A number of weblogs have linked to Elliot Cohen’s Sunday Op-Ed in the Washington Post, “A Hawk Questions Himself.” Cohen defends the basic rationale for the war, but slams the administration for its poor implementation of the Iraq occupation. Key quotation:
But a pundit should not recommend a policy without adequate regard for the ability of those in charge to execute it, and here I stumbled. I could not imagine, for example, that the civilian and military high command would treat “Phase IV” — the post-combat period that has killed far more Americans than the “real” war — as of secondary importance to the planning of Gen. Tommy Franks’s blitzkrieg. I never dreamed that Ambassador Paul Bremer and Gen. Ricardo Sanchez, the two top civilian and military leaders early in the occupation of Iraq — brave, honorable and committed though they were — would be so unsuited for their tasks, and that they would serve their full length of duty nonetheless. I did not expect that we would begin the occupation with cockamamie schemes of creating an immobile Iraqi army to defend the country’s borders rather than maintain internal order, or that the under-planned, under-prepared and in some respects mis-manned Coalition Provisional Authority would seek to rebuild Iraq with big construction contracts awarded under federal acquisition regulations, rather than with small grants aimed at getting angry, bewildered young Iraqi men off the streets and into jobs.
I did not know, but I might have guessed.

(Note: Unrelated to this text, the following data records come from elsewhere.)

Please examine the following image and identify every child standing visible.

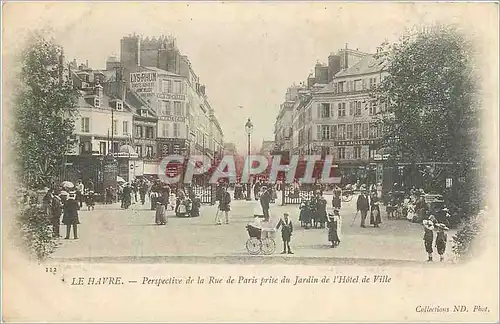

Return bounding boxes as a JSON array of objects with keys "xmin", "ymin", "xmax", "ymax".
[
  {"xmin": 276, "ymin": 212, "xmax": 293, "ymax": 254},
  {"xmin": 422, "ymin": 218, "xmax": 435, "ymax": 261},
  {"xmin": 435, "ymin": 223, "xmax": 449, "ymax": 262}
]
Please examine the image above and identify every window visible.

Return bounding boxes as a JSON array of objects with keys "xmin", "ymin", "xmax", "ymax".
[
  {"xmin": 82, "ymin": 141, "xmax": 92, "ymax": 154},
  {"xmin": 135, "ymin": 145, "xmax": 143, "ymax": 158},
  {"xmin": 174, "ymin": 81, "xmax": 182, "ymax": 93},
  {"xmin": 321, "ymin": 125, "xmax": 330, "ymax": 140},
  {"xmin": 146, "ymin": 126, "xmax": 154, "ymax": 139},
  {"xmin": 112, "ymin": 142, "xmax": 119, "ymax": 154},
  {"xmin": 162, "ymin": 123, "xmax": 169, "ymax": 138},
  {"xmin": 321, "ymin": 103, "xmax": 330, "ymax": 118},
  {"xmin": 122, "ymin": 121, "xmax": 129, "ymax": 135},
  {"xmin": 349, "ymin": 102, "xmax": 354, "ymax": 116},
  {"xmin": 135, "ymin": 125, "xmax": 143, "ymax": 138},
  {"xmin": 362, "ymin": 79, "xmax": 366, "ymax": 90},
  {"xmin": 346, "ymin": 124, "xmax": 353, "ymax": 139},
  {"xmin": 369, "ymin": 77, "xmax": 378, "ymax": 89},
  {"xmin": 116, "ymin": 101, "xmax": 123, "ymax": 110},
  {"xmin": 338, "ymin": 82, "xmax": 345, "ymax": 93},
  {"xmin": 369, "ymin": 123, "xmax": 378, "ymax": 138},
  {"xmin": 145, "ymin": 145, "xmax": 154, "ymax": 158},
  {"xmin": 113, "ymin": 120, "xmax": 117, "ymax": 135},
  {"xmin": 354, "ymin": 80, "xmax": 362, "ymax": 91},
  {"xmin": 362, "ymin": 123, "xmax": 369, "ymax": 139},
  {"xmin": 174, "ymin": 102, "xmax": 183, "ymax": 116},
  {"xmin": 355, "ymin": 101, "xmax": 362, "ymax": 116},
  {"xmin": 331, "ymin": 125, "xmax": 337, "ymax": 140},
  {"xmin": 338, "ymin": 103, "xmax": 346, "ymax": 117},
  {"xmin": 99, "ymin": 142, "xmax": 107, "ymax": 155},
  {"xmin": 353, "ymin": 146, "xmax": 362, "ymax": 159},
  {"xmin": 173, "ymin": 123, "xmax": 180, "ymax": 138},
  {"xmin": 338, "ymin": 124, "xmax": 346, "ymax": 140},
  {"xmin": 165, "ymin": 101, "xmax": 171, "ymax": 116},
  {"xmin": 378, "ymin": 123, "xmax": 383, "ymax": 138},
  {"xmin": 307, "ymin": 107, "xmax": 312, "ymax": 120},
  {"xmin": 94, "ymin": 97, "xmax": 100, "ymax": 108},
  {"xmin": 337, "ymin": 147, "xmax": 346, "ymax": 160},
  {"xmin": 81, "ymin": 117, "xmax": 90, "ymax": 133},
  {"xmin": 163, "ymin": 80, "xmax": 173, "ymax": 93},
  {"xmin": 369, "ymin": 147, "xmax": 377, "ymax": 159},
  {"xmin": 354, "ymin": 123, "xmax": 361, "ymax": 139}
]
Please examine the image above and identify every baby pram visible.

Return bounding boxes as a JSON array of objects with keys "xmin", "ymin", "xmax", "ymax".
[{"xmin": 245, "ymin": 224, "xmax": 276, "ymax": 255}]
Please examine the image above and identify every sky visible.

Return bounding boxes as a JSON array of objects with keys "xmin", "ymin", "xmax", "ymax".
[{"xmin": 3, "ymin": 2, "xmax": 496, "ymax": 152}]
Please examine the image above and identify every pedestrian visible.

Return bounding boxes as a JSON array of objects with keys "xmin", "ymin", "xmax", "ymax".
[
  {"xmin": 332, "ymin": 185, "xmax": 342, "ymax": 209},
  {"xmin": 422, "ymin": 216, "xmax": 436, "ymax": 261},
  {"xmin": 215, "ymin": 186, "xmax": 231, "ymax": 225},
  {"xmin": 75, "ymin": 179, "xmax": 84, "ymax": 209},
  {"xmin": 139, "ymin": 180, "xmax": 148, "ymax": 205},
  {"xmin": 275, "ymin": 212, "xmax": 293, "ymax": 254},
  {"xmin": 259, "ymin": 186, "xmax": 271, "ymax": 222},
  {"xmin": 327, "ymin": 210, "xmax": 342, "ymax": 248},
  {"xmin": 121, "ymin": 183, "xmax": 132, "ymax": 209},
  {"xmin": 51, "ymin": 191, "xmax": 64, "ymax": 238},
  {"xmin": 356, "ymin": 189, "xmax": 370, "ymax": 228},
  {"xmin": 435, "ymin": 223, "xmax": 448, "ymax": 262},
  {"xmin": 370, "ymin": 198, "xmax": 382, "ymax": 227},
  {"xmin": 253, "ymin": 180, "xmax": 261, "ymax": 201},
  {"xmin": 315, "ymin": 192, "xmax": 327, "ymax": 229},
  {"xmin": 155, "ymin": 186, "xmax": 169, "ymax": 225},
  {"xmin": 85, "ymin": 190, "xmax": 95, "ymax": 211},
  {"xmin": 62, "ymin": 191, "xmax": 80, "ymax": 239}
]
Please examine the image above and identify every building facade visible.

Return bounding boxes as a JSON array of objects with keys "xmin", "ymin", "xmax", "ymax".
[{"xmin": 120, "ymin": 34, "xmax": 224, "ymax": 162}]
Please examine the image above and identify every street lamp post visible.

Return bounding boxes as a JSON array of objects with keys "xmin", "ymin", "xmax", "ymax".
[{"xmin": 245, "ymin": 118, "xmax": 254, "ymax": 201}]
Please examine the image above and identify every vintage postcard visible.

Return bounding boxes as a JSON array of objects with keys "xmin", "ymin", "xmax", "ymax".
[{"xmin": 2, "ymin": 1, "xmax": 499, "ymax": 322}]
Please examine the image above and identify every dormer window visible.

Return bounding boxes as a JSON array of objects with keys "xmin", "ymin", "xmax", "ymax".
[
  {"xmin": 116, "ymin": 101, "xmax": 123, "ymax": 111},
  {"xmin": 94, "ymin": 97, "xmax": 100, "ymax": 108}
]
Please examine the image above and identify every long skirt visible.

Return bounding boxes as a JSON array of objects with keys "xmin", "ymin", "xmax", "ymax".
[
  {"xmin": 370, "ymin": 208, "xmax": 382, "ymax": 225},
  {"xmin": 155, "ymin": 204, "xmax": 167, "ymax": 225},
  {"xmin": 332, "ymin": 197, "xmax": 341, "ymax": 209}
]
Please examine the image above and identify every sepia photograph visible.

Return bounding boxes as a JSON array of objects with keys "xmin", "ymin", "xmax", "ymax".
[{"xmin": 2, "ymin": 1, "xmax": 498, "ymax": 322}]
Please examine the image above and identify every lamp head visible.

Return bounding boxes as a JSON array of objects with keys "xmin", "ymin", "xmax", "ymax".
[{"xmin": 245, "ymin": 118, "xmax": 254, "ymax": 134}]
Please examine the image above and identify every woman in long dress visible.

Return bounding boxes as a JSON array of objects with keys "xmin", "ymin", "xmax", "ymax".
[
  {"xmin": 332, "ymin": 185, "xmax": 342, "ymax": 209},
  {"xmin": 327, "ymin": 210, "xmax": 342, "ymax": 247}
]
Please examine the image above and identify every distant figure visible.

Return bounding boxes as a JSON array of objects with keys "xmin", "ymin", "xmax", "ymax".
[
  {"xmin": 356, "ymin": 189, "xmax": 370, "ymax": 228},
  {"xmin": 332, "ymin": 185, "xmax": 342, "ymax": 209},
  {"xmin": 215, "ymin": 186, "xmax": 231, "ymax": 225},
  {"xmin": 259, "ymin": 186, "xmax": 271, "ymax": 222}
]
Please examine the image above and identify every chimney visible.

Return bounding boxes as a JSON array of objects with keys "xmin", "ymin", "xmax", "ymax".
[{"xmin": 328, "ymin": 54, "xmax": 341, "ymax": 82}]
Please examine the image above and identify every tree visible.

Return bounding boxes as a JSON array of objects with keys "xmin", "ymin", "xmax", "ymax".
[
  {"xmin": 15, "ymin": 33, "xmax": 80, "ymax": 190},
  {"xmin": 372, "ymin": 25, "xmax": 482, "ymax": 212}
]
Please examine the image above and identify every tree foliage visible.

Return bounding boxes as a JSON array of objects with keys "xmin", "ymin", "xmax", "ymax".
[
  {"xmin": 373, "ymin": 25, "xmax": 482, "ymax": 207},
  {"xmin": 15, "ymin": 34, "xmax": 80, "ymax": 189}
]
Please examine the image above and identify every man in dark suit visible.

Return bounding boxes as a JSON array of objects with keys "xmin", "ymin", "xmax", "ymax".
[
  {"xmin": 259, "ymin": 186, "xmax": 271, "ymax": 222},
  {"xmin": 276, "ymin": 212, "xmax": 293, "ymax": 254},
  {"xmin": 357, "ymin": 189, "xmax": 371, "ymax": 228}
]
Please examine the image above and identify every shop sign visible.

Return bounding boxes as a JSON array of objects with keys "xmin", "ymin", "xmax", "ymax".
[
  {"xmin": 130, "ymin": 72, "xmax": 157, "ymax": 93},
  {"xmin": 335, "ymin": 139, "xmax": 377, "ymax": 146},
  {"xmin": 159, "ymin": 116, "xmax": 186, "ymax": 122},
  {"xmin": 157, "ymin": 93, "xmax": 185, "ymax": 101}
]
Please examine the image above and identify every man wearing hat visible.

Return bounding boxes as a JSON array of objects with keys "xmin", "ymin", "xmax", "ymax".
[
  {"xmin": 276, "ymin": 212, "xmax": 293, "ymax": 254},
  {"xmin": 62, "ymin": 191, "xmax": 80, "ymax": 239},
  {"xmin": 356, "ymin": 189, "xmax": 371, "ymax": 228},
  {"xmin": 259, "ymin": 186, "xmax": 271, "ymax": 222}
]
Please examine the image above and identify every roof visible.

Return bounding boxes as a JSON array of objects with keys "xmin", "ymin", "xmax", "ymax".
[
  {"xmin": 334, "ymin": 54, "xmax": 386, "ymax": 78},
  {"xmin": 315, "ymin": 82, "xmax": 336, "ymax": 94},
  {"xmin": 125, "ymin": 91, "xmax": 157, "ymax": 117},
  {"xmin": 143, "ymin": 66, "xmax": 181, "ymax": 77}
]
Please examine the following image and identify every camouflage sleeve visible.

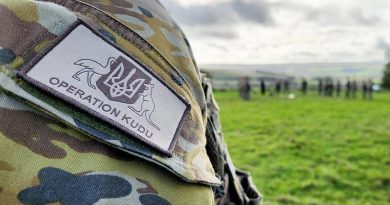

If I had a dollar for every time I heard a sentiment like this around Washington, DC, I’d be able to buy myself this, this, this, and this. In other words, I wouldn’t be rich, but I’d have some nice new goodies.
The really impressive thing about Cohen’s editorial is his admission that he “might have guessed.” Usually, this kind of mea culpa is coupled with the equivalent of “I had no way of knowing.” Which just isn’t true. Democrats may have sounded tinny when they were complaining about the lack of preparation for the war in the summer of 2002, but they’ve been more than vindicated by events.
Nevertheless, I do wish Cohen hadn’t written this: “the Bush administration did itself a disservice by resting much of its case for war on Iraq’s actual possession of weapons of mass destruction.” The Bush administration did not, principally, do itself a disservice; it did the American people a disservice. By justifying the war on grounds that were, at best, not very compelling (Hussein was not about to give nuclear weapons to terrorists to attack New York) and, at worst, dishonest, the administration undermined democratic decision-making; it may also have, in the long term, undermined popular support for staying the course in Iraq.
More importantly, however, the Bush administration undermined American credibility. Remember Powell’s presentation at the UN? Remember the reaction of the other members of the Security Council? The French were right that it was nonsense (scroll down to the February 5 box). From a foreign-policy perspective, that’s not the outcome the US really wants, now is it?